ACA, anti-centromere antibody; ARA, anti-RNA polymerase III antibody; ATA, anti-topoisomerase I antibody; dcSSc, diffuse cutaneous SSc; ESR, erythrocyte sedimentation rate; lcSSc, limited cutaneous SSc; mRSS, modified Rodnan skin score; RP, Raynaud’s phenomenon; SSc, systemic sclerosis.
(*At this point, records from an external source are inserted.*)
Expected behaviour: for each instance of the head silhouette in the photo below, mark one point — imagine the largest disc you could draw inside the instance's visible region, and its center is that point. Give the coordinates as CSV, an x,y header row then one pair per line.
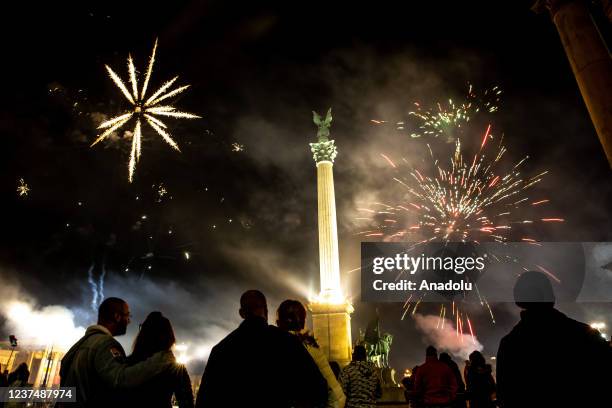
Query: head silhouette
x,y
291,315
445,358
253,305
155,334
114,314
533,290
359,353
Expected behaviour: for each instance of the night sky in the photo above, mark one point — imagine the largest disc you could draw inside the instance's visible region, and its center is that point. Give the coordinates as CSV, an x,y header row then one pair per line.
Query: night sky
x,y
248,218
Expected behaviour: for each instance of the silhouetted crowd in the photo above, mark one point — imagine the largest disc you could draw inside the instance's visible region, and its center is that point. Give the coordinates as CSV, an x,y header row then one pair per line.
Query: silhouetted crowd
x,y
547,360
439,383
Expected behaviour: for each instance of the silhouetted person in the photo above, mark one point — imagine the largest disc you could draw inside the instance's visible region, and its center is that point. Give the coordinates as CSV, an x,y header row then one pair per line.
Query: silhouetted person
x,y
548,359
96,364
361,381
16,379
291,317
156,334
480,382
460,399
435,383
4,378
19,377
409,391
280,371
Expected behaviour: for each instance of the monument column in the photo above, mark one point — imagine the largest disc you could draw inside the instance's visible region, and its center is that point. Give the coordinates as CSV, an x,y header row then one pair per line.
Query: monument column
x,y
331,311
590,60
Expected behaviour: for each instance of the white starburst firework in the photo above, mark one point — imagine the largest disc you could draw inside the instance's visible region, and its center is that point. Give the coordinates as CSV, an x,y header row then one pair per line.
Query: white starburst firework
x,y
144,108
22,188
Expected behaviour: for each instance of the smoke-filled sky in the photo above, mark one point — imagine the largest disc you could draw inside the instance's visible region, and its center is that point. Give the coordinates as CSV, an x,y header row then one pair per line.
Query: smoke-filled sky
x,y
247,218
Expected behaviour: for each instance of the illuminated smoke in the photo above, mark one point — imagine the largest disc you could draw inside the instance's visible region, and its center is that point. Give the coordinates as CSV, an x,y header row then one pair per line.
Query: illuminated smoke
x,y
445,337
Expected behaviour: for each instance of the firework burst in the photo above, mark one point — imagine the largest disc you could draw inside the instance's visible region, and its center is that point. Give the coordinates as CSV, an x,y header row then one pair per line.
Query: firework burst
x,y
22,188
449,119
143,109
468,200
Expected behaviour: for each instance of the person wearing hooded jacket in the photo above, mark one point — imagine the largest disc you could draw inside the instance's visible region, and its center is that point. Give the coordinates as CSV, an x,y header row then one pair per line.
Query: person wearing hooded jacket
x,y
361,381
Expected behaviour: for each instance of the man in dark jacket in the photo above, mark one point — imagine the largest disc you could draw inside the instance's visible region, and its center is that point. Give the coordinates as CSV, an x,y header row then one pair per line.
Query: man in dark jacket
x,y
279,371
548,359
96,364
435,384
448,360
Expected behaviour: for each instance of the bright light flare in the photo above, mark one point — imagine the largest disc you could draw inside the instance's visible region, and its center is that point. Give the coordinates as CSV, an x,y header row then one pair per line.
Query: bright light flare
x,y
143,108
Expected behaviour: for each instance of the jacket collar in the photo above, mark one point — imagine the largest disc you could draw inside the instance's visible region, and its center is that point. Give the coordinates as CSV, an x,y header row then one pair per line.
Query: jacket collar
x,y
99,328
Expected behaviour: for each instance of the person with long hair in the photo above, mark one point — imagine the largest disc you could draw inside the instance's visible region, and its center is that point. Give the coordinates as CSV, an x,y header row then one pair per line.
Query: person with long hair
x,y
291,317
156,334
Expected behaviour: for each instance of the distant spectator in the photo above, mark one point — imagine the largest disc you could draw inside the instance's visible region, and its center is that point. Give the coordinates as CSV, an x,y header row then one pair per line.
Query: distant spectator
x,y
480,382
361,381
156,334
460,399
548,359
281,373
292,318
18,378
435,384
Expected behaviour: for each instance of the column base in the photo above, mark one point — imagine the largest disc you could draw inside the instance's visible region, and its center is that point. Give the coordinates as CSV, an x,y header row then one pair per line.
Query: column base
x,y
331,324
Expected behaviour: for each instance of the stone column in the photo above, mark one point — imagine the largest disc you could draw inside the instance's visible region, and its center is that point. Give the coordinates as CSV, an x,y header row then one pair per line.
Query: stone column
x,y
328,232
590,61
331,312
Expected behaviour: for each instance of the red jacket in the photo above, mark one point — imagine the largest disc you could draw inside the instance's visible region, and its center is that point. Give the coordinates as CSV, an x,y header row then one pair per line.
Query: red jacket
x,y
435,383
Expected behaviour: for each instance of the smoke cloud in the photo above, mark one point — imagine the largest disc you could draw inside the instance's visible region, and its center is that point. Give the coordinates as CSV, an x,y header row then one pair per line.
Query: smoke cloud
x,y
35,325
444,336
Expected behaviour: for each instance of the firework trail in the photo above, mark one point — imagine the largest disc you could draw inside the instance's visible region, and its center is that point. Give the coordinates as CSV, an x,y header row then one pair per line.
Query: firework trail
x,y
466,200
144,109
473,196
22,188
450,119
97,286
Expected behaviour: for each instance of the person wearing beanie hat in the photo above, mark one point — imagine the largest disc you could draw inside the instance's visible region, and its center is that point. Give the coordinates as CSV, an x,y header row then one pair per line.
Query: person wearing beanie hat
x,y
549,359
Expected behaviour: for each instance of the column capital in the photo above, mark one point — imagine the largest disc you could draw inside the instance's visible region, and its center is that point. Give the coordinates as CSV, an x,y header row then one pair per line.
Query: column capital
x,y
324,151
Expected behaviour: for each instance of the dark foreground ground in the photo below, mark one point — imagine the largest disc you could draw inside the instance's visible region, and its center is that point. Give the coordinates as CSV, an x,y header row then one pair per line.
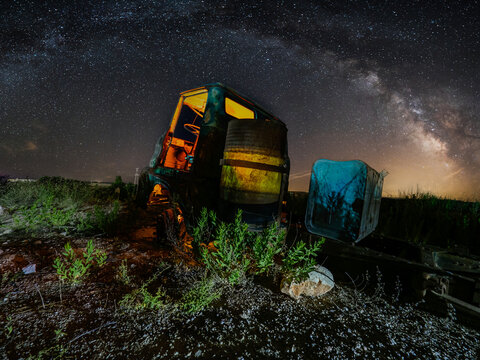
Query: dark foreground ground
x,y
41,319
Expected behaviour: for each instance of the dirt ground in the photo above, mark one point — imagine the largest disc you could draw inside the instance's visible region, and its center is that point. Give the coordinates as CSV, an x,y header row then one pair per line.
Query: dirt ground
x,y
43,319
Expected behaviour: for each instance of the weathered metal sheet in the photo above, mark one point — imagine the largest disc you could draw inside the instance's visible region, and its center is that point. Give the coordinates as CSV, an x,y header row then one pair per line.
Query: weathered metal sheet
x,y
254,166
344,199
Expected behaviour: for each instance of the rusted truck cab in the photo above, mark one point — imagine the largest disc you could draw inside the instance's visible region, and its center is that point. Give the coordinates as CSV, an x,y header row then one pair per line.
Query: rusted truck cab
x,y
222,151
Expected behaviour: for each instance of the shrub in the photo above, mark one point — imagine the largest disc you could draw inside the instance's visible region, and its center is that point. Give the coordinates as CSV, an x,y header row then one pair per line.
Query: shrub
x,y
266,246
73,268
235,251
122,273
228,258
142,298
44,214
300,260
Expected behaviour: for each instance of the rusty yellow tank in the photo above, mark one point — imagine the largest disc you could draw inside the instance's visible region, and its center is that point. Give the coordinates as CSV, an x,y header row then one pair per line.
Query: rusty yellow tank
x,y
255,168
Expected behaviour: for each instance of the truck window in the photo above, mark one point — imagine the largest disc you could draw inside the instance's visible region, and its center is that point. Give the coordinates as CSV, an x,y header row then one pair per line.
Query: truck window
x,y
238,111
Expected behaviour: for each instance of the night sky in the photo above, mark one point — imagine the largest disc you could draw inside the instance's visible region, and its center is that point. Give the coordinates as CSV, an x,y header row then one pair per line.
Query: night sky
x,y
87,87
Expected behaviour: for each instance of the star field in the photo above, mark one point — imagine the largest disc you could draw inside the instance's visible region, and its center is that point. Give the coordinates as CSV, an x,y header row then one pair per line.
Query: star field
x,y
87,88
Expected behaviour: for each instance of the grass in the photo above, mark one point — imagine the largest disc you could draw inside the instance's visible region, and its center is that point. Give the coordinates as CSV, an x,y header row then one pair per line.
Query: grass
x,y
425,219
74,268
234,252
202,294
54,204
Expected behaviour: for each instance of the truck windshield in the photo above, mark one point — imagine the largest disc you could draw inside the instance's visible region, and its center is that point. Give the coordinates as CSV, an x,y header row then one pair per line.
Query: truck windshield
x,y
180,143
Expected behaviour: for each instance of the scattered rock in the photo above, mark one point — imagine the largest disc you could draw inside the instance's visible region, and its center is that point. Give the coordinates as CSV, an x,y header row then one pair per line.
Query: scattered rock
x,y
13,262
319,282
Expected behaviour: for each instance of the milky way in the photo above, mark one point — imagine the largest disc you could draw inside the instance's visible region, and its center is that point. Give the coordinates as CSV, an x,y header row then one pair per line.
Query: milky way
x,y
86,88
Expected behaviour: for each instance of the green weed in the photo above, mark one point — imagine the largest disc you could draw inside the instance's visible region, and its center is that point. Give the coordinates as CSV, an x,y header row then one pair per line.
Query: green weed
x,y
122,273
266,246
237,252
200,296
73,268
142,298
8,327
228,260
300,260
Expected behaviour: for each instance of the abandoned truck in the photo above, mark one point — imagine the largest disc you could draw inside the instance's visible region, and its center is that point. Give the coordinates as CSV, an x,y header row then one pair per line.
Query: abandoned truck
x,y
225,152
222,151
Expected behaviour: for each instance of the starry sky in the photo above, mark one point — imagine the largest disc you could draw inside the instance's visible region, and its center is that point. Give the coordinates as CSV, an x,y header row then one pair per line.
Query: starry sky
x,y
87,87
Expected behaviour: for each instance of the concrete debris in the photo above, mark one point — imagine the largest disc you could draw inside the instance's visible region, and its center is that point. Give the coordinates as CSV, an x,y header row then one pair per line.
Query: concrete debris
x,y
319,282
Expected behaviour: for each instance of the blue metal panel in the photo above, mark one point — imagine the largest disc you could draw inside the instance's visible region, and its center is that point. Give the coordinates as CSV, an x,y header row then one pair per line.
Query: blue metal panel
x,y
344,199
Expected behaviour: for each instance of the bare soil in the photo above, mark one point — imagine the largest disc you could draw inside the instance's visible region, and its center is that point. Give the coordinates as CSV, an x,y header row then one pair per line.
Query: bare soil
x,y
251,321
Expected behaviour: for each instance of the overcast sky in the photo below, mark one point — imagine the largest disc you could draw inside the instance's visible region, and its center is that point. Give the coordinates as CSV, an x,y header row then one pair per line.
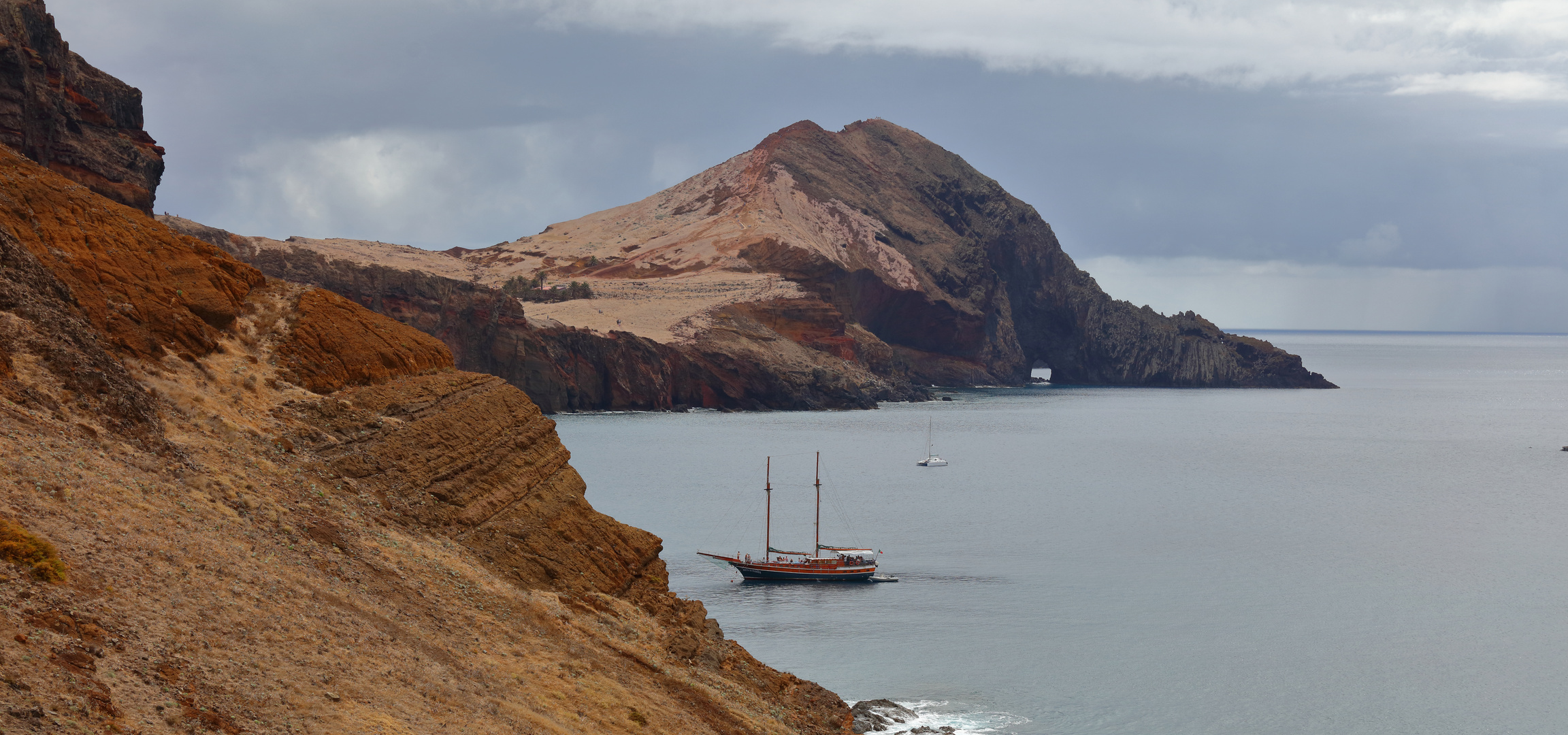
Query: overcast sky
x,y
1379,165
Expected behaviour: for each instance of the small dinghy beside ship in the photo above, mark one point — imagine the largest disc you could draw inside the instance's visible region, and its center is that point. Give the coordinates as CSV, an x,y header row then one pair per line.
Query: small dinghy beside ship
x,y
839,565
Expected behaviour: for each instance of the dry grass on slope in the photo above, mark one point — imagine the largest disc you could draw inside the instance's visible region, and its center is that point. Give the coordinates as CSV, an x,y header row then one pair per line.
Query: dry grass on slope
x,y
248,588
239,582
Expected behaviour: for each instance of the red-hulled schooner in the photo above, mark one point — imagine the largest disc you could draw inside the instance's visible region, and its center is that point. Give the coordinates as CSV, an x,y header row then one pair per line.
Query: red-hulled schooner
x,y
841,565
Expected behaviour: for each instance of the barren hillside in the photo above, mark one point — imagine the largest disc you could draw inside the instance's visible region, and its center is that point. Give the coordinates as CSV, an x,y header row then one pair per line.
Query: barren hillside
x,y
278,511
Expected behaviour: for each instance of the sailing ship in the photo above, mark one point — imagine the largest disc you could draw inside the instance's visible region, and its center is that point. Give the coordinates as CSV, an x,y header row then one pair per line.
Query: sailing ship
x,y
838,565
930,457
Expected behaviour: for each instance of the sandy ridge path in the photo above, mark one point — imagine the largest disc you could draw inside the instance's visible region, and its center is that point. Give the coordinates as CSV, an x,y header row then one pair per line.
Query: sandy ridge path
x,y
667,309
672,309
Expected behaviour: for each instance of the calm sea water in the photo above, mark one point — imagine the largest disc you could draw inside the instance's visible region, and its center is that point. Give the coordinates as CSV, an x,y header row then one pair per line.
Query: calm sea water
x,y
1385,558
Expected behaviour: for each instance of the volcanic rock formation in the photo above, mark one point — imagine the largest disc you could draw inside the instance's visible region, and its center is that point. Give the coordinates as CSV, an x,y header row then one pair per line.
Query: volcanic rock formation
x,y
742,364
73,118
817,270
282,513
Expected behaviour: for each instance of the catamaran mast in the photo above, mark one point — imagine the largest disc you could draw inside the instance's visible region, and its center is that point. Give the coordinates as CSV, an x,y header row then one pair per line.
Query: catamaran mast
x,y
817,552
767,534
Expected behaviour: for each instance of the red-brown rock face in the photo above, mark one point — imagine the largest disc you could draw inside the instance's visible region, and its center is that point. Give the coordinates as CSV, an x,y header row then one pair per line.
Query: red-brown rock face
x,y
146,287
69,116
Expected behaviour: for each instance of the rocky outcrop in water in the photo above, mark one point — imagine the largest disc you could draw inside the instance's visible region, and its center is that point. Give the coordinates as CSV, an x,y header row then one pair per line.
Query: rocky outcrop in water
x,y
69,116
977,287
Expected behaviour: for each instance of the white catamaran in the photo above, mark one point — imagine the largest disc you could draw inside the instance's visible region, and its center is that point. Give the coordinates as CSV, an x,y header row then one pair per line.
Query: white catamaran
x,y
930,455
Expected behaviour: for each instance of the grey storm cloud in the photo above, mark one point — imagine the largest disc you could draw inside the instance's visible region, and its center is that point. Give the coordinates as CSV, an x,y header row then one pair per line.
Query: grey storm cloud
x,y
1192,149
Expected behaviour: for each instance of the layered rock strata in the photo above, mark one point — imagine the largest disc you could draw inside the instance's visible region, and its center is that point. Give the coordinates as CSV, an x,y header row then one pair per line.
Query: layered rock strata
x,y
408,552
69,116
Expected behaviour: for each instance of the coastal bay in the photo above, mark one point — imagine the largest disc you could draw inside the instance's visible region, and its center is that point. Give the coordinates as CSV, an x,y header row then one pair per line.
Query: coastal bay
x,y
1154,560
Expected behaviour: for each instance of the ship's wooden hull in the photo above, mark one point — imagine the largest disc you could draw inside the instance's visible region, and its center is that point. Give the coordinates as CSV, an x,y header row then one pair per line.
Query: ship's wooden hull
x,y
753,571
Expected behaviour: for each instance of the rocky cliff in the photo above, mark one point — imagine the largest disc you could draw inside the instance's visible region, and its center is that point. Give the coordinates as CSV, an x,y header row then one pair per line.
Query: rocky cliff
x,y
282,513
69,116
817,270
742,364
Elevated Collagen Metabolites in Patients With SSc

Serum PIIINP, TIMP-1, and ELF score were significantly higher in patients with SSc than in healthy controls [PIIINP: 10.31 (7.83–14.10) vs. 5.61 (4.69–6.30), p < .001; TIMP-1: 110.73 (66.21–192.45) vs. 61.81 (48.86–85.24), p < .001; ELF: 10.34 (9.91–10.86) vs. 9.68 (9.38–9.99), p < .001], while no statistically significant difference was observed in serum HA between SSc patients and healthy controls [192.00 (124.17–265.07) vs. 168.16 (132.57–219.11) p = .206; Figures 1A–D]. Among patients, males showed remarkably higher PIIINP, TIMP-1, HA, and ELF score than females (p = .003, p = .008, p = .020, p = .001, respectively; Table 2), whereas no such gender dependency could be observed in healthy controls (p = .525, p = .160, p = .273, p = .257, respectively). Even higher levels of PIIINP, TIMP-1, and ELF score were found in dcSSc compared with lcSSc (p < .001, p = .017, p = .003, respectively; Table 2). Since there was a higher percentage of males in the dcSSc group than in the lcSSc group (27.7% vs. 10.5%, p = .050), a subgroup analysis by gender was further conducted to eliminate possible confounding. The results demonstrated still higher levels of PIIINP, TIMP-1, and ELF score in dcSSc in the female subgroup (p = .002, p = .029, p = 0.035, respectively; Figures 1E–H).

FIGURE 1

Serum PIIINP, TIMP-1, HA levels and ELF score in patients with SSc. (A–D) Serum PIIINP, TIMP-1, HA levels and ELF score in patients with SSc compared with healthy controls. (E–H) Serum PIIINP, TIMP-1, HA levels and ELF score in patients with diffuse cutaneous SSc compared with limited cutaneous SSc in males and females. A violin plot includes a fat line showing the median of the data, a box representing the interquartile range, upper and lower bars indicating the 5th and 95th centiles, and a shadow presenting the kernel probability density of the data at different values. The black dots stand for outliers and the white diamonds stand for mean values. HC, healthy controls; dcSSc, diffuse cutaneous SSc; lcSSc, limited cutaneous SSc; ns, not significant. ***p < .001, **p < .01, *p < .05.

TABLE 2

Serum PIIINP, TIMP-1, HA levels and ELF score in patients with SSc stratified by main clinical characteristics.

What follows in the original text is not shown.